Can You Win Everything with A Lottery Ticket?
TL;DR
Recent works have demonstrated that it is possible to obtain sparse networks that are competitive with dense networks. The outperformance of sparse networks have been investigated primarily in terms of test set accuracy. In this post, I will attempt to summarize the paper Can You Win Everything with A Lottery Ticket?[@chencan] which assesses performance of sparse networks across multiple dimensions, datasets and architectures. I discuss related prior work, the proposed dimensions for assessing neural network performance and the important metrics for each dimension. I conclude by highlighting the strengths and limitations of the paper.
Introduction
Neural networks have achieved good performance on a variety of tasks
ranging from image classification to object detection. However a
rigorous notion of good performance still remains an open topic of
research. The difficulty can be partly attributed to the different
perceptions of good performance in different contexts. In the context of
many non-critical industrial applications, simple metrics like high test
set accuracy or lower values of test set loss may seem to be sufficient.
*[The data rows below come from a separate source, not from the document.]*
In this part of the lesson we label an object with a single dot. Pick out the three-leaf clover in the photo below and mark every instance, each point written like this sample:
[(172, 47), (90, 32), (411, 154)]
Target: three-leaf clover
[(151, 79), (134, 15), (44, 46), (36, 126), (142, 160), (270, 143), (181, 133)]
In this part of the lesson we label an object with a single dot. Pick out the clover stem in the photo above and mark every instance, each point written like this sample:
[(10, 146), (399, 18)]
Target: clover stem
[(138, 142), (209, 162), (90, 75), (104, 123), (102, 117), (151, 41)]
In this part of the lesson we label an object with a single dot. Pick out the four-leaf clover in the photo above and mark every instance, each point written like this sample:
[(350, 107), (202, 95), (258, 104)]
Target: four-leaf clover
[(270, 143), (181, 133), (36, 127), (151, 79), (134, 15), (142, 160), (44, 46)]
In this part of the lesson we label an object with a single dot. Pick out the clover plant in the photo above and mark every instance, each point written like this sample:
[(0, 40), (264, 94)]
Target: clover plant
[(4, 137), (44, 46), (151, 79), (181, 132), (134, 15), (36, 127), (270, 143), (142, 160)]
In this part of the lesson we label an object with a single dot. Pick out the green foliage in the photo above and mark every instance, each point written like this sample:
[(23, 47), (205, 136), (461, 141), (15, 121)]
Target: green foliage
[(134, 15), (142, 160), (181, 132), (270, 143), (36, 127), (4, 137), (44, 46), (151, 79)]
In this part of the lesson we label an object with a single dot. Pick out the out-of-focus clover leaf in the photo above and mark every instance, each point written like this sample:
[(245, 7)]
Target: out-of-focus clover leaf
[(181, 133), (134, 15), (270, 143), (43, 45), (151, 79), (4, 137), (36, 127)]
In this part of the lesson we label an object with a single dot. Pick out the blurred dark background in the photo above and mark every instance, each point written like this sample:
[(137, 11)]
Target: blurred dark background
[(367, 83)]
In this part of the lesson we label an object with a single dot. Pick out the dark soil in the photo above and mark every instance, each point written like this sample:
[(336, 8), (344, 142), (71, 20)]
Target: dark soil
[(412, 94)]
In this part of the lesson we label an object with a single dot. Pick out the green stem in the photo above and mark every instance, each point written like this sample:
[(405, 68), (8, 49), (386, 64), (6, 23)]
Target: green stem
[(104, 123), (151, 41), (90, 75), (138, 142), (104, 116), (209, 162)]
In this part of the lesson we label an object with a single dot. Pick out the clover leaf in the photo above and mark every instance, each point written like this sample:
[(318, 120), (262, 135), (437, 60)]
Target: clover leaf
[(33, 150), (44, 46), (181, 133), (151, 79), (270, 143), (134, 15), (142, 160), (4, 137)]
These metrics while simple to compute and easy to study, often do not
give a complete picture of neural network performance. Understanding the
limitations of metrics becomes particularly important in safety critical
applications like self driving vehicles. Robustness of the network
predictions instead of high test accuracy is of paramount importance in
such use cases. Similarly when neural networks are deployed for medical
diagnosis, interpretability and reliability become as relevant as high
test accuracy.
Considering the limitations of simple metrics, different measures of
performance have been proposed in prior works. Recent works have
attempted to incorporate different metrics for dense networks
[@hendrycks2019benchmarking]. However, a thorough evaluation of
different dimensions of performance for sparse networks remains under
studied. In this post, I will review the paper Can You Win Everything with
A Lottery Ticket?[@chencan] to understand the impact of sparsity on
different measures of performance.
In particular, I tried to understand
-
When can we say that a network performs well ?
The paper evaluates the performance of sparse networks on multiple dimensions, namely Generalization, Calibration & Reliability, interpretability and geometry of loss landscapes to get a complete picture. A sparse model which out-performs a dense model on all the metrics is considered as LTH-PASS. -
Which aspects of neural networks are more sensitive to sparsification ?
The paper tries to understand if all the metrics are equally impacted by different levels of sparsity and pruning methods. We identify which pruning methods which are less sensitive for each metric. -
Can I use pruning techniques to achieve better performance than dense models ?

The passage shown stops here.